Beefing up public-key encryption

By By Larry Hardesty, MIT News Office | 19 Feb 2013

Most financial transactions on the Internet are safeguarded by a cryptographic technique called public-key encryption. Where traditional encryption relies on a single secret key, shared by both sender and recipient, public-key encryption uses two keys that are mathematically related. One, the public key, is published on the internet, and any sender can use it to encrypt a message; the second, the private key, is known only to the recipient and is required for decryption.

Standard public-key encryption is secure as long as an attacker knows nothing other than the public key.
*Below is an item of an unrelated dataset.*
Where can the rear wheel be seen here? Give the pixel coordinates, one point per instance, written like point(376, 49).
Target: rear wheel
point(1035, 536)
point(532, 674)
But financial institutions and other large organisations seek security against more sophisticated attacks, called chosen-ciphertext attacks (CCAs), in which the attacker also has examples of successful decryption.

Unfortunately, public-key encryption schemes that are resilient against CCAs are hard to devise. Their complexity means that software implementations are prone to small errors that can introduce both vulnerabilities and inaccuracies during decryption.

At the International Conference on the Theory and Applications of Cryptographic Techniques this spring, a pair of postdocs at MIT's Computer Science and Artificial Intelligence Laboratory describe a new technique for taking one of these vulnerable, error-prone CCA schemes and turning it into a secure CCA scheme.

The result could be of practical use, in the development of more-secure encryption protocols, but it could also provide theoretical insight into the very nature of cryptographic security.

Playing the odds
In cryptography circles, a message to be encoded is called a plaintext; the encrypted version of it is called a ciphertext. An encryption scheme is considered secure if even someone who knows two plaintexts in advance would find it virtually impossible to deduce which of two ciphertexts encodes which.